# Algae ID help



## Dave B (Feb 20, 2004)

Here is a picture of an algae that has been growing in my tank for a while now. It doesn't pose a problem with any fast growing plants because I prune the effected leaves, but it does make problems on the slow growers like the Java fern, crypts and on the driftwood. It grows mostly, but not always on the leaf edges. I've read a lot of descriptions of algae but I'm not sure exactly which one this is. It has a gray color and it sometimes grows over 1/2 inch long. My shrimp seem to trim some of it down but they don't keep up with it. The ottos and SAEs don't seem to touch it.

Any idea which algae it is and how to keep it under control?

29 gallon
20 ppm Co2
5-10 ppm nitrate (KNO3)
.2-.5 ppm phosphate (KH2PO4)
2.5 ml flourish Iron (daily)
3 ml TMG (daily)
2X55w PCs
Water change once a week


----------



## Sir_BlackhOle (Jan 25, 2004)

I've got something similar to that in my tank. I think its just hair algae. My SAE's sometimes munch on it, but dont really bother with it too much. Hopefully the amanos I have coming this week will like it.


----------



## psidriven (Feb 21, 2004)

I had the same algae and my shrimp never touched it. It eventually went away when I increased the dosing of FL trace and FL fe to 1 ml daily for my 40 gallon w/ 240 watts. It disappeared about 2 weeks after I increased the dosing.
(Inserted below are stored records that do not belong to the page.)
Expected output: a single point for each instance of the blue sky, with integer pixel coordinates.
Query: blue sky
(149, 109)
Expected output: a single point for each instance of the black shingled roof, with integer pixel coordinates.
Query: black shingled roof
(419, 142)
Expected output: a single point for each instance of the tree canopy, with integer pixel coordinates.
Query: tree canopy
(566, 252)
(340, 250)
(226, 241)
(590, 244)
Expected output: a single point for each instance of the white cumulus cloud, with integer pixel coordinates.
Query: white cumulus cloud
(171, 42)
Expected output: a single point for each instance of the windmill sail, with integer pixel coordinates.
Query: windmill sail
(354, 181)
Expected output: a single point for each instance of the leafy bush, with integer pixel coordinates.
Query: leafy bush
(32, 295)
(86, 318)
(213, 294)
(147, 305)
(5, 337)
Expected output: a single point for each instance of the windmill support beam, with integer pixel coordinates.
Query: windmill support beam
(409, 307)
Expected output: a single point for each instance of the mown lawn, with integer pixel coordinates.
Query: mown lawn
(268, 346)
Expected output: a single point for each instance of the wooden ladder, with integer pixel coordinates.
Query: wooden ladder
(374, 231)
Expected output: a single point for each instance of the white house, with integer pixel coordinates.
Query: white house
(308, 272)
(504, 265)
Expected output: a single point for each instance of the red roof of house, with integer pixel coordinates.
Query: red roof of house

Maybe play with your fert dosing. Just make sure to keep an eye on how your plants are doing.


----------



## Hanzo (Mar 9, 2004)

Had the same stuff I think, it went away soon after I startet dosing iron.


----------



## litesky (Feb 9, 2004)

same story. It all depends on your fert dosing.


----------



## Dave B (Feb 20, 2004)

I was thinking that it could be hair algae but it seems more meaty than the hair algae that I previously had in the tank. I'll try increasing the Flourish to 4 ml per day. Does that sound like too much for 29 gallon 110 watt? I'll post the results after a few weeks. 
Thanks for the help.


----------



## Sir_BlackhOle (Jan 25, 2004)

I would be interested in finding out what happens after dosing. I think I will try increasing my flourish dosing also and see what happens. Good luck!


----------